La Tecnica

L'acquisizione dati nel Mondiale Superbike

23 giugno 2005    Invia ad un amico


Per diventare vincente un team motociclistico ha bisogno di molte cose: tanto per cominciare di moto competitive. Inoltre di piloti di talento, meccanici preparati ed esperti, un grande spirito di squadra e informazioni.

Un bel po’ di informazioni.

Il modo in un cui la squadra riesce ad accumulare ed utilizzare le informazioni – operazione che va sotto il nome di acquisizione dati – può darti quei decimi di secondo al giro che possono fare la differenza. Questo piccolo vantaggio è quello che può fare la differenza tra la vittoria e un piazzamento molto meno esaltante.

La Winston Ten Kate Honda cura con grande accuratezza l’acquisizione dati che vengono incrociati con le sensazioni dei piloti per prendere decisioni cruciali riguardo alla messa a punto.

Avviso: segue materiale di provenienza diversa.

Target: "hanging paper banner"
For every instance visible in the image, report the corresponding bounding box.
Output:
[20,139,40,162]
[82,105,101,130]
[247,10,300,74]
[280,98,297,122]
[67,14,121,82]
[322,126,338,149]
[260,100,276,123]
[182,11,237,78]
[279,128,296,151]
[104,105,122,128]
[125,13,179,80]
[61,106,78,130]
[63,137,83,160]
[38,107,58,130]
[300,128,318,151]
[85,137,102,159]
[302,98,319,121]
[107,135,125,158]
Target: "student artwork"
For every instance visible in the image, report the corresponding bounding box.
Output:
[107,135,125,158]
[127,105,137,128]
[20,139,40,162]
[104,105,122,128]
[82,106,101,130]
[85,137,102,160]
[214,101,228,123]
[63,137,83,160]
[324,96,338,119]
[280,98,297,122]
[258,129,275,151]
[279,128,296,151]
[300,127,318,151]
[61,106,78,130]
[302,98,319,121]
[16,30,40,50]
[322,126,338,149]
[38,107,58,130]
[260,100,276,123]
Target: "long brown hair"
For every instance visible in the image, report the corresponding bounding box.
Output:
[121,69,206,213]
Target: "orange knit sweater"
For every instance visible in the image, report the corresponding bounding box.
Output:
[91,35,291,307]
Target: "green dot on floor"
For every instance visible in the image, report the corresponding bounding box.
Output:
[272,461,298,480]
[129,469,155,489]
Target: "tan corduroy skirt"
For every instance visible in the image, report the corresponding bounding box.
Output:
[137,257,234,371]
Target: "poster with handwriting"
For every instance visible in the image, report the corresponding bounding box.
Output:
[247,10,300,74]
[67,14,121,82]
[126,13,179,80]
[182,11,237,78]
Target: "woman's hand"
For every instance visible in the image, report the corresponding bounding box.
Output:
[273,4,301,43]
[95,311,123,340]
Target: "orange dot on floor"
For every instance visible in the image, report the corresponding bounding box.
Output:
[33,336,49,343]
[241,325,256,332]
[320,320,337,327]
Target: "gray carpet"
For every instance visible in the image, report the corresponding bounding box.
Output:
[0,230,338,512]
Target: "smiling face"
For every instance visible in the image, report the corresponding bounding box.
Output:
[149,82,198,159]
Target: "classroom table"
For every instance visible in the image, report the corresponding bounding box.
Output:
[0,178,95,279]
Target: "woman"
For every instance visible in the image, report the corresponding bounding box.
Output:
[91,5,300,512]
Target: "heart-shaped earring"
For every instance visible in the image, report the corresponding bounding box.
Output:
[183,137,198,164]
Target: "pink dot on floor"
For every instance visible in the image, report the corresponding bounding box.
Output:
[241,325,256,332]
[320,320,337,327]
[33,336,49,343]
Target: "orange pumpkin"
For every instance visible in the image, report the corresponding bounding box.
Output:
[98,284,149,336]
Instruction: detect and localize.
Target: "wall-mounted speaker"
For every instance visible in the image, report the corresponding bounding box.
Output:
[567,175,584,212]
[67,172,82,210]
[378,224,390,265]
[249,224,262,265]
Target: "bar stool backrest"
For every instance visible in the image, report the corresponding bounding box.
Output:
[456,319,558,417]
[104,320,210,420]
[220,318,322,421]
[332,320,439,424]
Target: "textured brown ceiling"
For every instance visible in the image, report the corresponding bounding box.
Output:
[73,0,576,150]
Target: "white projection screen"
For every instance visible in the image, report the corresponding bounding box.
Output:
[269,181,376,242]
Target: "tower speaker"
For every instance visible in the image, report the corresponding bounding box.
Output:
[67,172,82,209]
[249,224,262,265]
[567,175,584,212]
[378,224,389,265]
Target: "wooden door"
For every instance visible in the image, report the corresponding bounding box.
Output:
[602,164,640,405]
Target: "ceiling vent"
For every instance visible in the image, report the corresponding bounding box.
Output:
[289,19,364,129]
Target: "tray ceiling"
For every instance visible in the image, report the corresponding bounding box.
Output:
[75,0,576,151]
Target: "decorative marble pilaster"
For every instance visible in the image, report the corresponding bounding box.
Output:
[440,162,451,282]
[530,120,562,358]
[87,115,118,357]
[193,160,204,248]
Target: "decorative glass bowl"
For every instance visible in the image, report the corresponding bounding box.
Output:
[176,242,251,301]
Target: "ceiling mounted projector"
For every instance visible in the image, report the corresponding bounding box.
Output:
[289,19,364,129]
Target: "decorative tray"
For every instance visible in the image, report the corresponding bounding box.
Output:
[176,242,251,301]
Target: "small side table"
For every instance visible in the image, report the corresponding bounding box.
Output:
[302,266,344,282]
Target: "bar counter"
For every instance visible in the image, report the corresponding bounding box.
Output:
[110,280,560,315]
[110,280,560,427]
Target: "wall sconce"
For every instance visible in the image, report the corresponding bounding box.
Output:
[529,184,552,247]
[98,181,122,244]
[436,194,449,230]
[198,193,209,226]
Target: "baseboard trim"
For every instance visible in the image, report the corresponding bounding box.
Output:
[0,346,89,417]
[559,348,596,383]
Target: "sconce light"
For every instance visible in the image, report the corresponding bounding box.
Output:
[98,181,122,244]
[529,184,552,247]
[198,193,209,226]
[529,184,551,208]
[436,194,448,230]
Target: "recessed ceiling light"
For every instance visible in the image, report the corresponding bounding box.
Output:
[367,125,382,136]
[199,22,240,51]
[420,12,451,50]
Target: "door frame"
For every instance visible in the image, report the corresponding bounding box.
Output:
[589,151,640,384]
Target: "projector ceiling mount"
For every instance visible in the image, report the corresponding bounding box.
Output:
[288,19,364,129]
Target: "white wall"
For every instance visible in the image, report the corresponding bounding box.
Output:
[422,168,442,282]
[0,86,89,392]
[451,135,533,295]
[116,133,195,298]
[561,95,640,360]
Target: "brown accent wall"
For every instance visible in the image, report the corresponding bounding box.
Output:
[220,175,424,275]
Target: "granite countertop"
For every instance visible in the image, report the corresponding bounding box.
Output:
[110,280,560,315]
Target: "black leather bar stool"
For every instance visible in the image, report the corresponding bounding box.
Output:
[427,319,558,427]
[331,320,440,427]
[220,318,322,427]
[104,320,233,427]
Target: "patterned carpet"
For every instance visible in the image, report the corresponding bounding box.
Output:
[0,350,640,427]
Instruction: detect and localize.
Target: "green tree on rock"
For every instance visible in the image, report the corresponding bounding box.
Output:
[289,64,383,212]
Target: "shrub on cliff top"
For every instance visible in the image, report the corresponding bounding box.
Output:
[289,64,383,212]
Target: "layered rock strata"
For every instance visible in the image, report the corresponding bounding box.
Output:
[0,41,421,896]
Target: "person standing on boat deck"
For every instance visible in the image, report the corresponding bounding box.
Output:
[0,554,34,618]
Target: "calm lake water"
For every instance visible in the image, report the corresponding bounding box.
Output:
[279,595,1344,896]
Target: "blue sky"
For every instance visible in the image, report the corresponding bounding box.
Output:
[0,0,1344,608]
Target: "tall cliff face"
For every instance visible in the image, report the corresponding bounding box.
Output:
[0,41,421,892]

Nell’area Superbike del box Winston Peter Bom si serve di una notevole mole di hardware – sensori, cavi, computer portatili – mentre nella parte Supersport Gerard van Laar è responsabile al tempo stesso dello sviluppo della ciclistica e dell’acquisizione dati.

Le Winston Honda sono equipaggiate con una buona dozzina di sensori dislocati in tutte le parti più importanti della moto per tenere sotto controllo la velocità delle ruote, temperature dell’acqua e dell’olio, il voltaggio della batteria, escursione delle sospensioni, giri motore, posizione dell’acceleratore, accelerazione, decelerazione, pressione di freni e frizione, selettore del cambio e molto altro. Mentre la moto è in pista tutti i dati vengono raccolti in un disco rigido e scaricati nei computer ogni volta che il pilota torna ai box.

La mole di informazioni è enorme per cui è necessario separarle in canali diversi. Peter e Gerard hanno il compito di organizzare e interpretare i dati prima di metterli a disposizione dei tecnici e dei piloti.

“Non tutto quello che ci serve può essere dedotto dallo studio dei dati” spiega Peter Bom “e non conta quanti sensori hai dislocato sulla moto. Ci sono alcune aree grige che non possiamo indagare, intanto perché sulla moto c’è un pilota che pesa 70 chili e la sua “interferenza” sul comportamento del mezzo non può essere simulata al computer.”

Peter dice che i piloti devono far ricorso alla loro sensibilità di guida. “A questo livello è necessario che il pilota riesca a guidare superando il problema anche senza esserne pienamente consapevole. Per esempio se la forcella è troppo soffice, il pilota è portato a frenare in modo meno aggressivo per compensare l’effetto.”